Despite what those worthy of censure may think of some of the things I have to say and despite their reflexive off-the-cuff assumptions that I might have anti-Semitic leanings concerning the large amount of Israeli and other non-Semitics posing as Sephardic by way of AshkaNAZI… I tend to take people as I find them and lose or keep them just as quickly thereafter.

Now… what I’m going to say here next may keep me from being linked at the few sites that I permit to link me because I admire them; that’s getting shorter as time goes by with The People’s Voice dropping me because my erstwhile friend there took exception to my non-Advaita outlook which… would qualify as being distinctly non-Advaita also. After all… if we’re all one then I’m him right? Well… he’s forgiven and we’ll sort that out down the road. Then The Signs of the Times stopped re-printing me, for reasons that have never been clear, given that most of their readers liked me and given that many of their readers came here after they couldn’t find me there. They’re forgiven too and we’ll sort that out down the road.

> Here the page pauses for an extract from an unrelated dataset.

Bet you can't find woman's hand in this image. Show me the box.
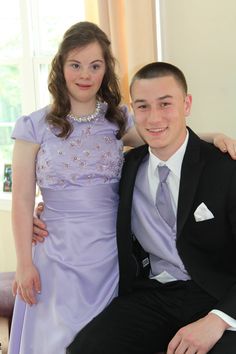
[213,133,236,160]
[12,263,41,305]
[32,202,48,244]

This site has never been about making money or becoming an icon that would turn out to be one more face on a passing bus next to an ad for some scotch placed next to the callipygian moon globes of some beckoning lass with tiny beads of water on the polymer pseudo-human skin. If you had the benefit of super-sensory vision you could see little green reptiles from another dimension engaging in forbidden acts on the surface of her ass.

This site is about telling you what I think and sometimes it’s about telling you things I experience that some of you don’t want to hear about. You’ll have to live with that. Understand that it might take me a moment to get to my point but you know that already.

First let’s go to the reason that this might not get wide circulation. Regular readers at this site know that I engage in certain shamanistic practices that have the capacity to give me the ability to see those little green reptiles and even participate, if only as a passive voyeur. On one of those occasions… actually on several occasions (over the course of several days) all associated with the same occasion, I engaged in such a ritual and spoke about it at another of the blogs. It involved a conversation between me and someone of great power. I’ve got an idea of who that was, having been on the receiving end, however we’ll attach no sobriquets for the benefit of sanity and discretion.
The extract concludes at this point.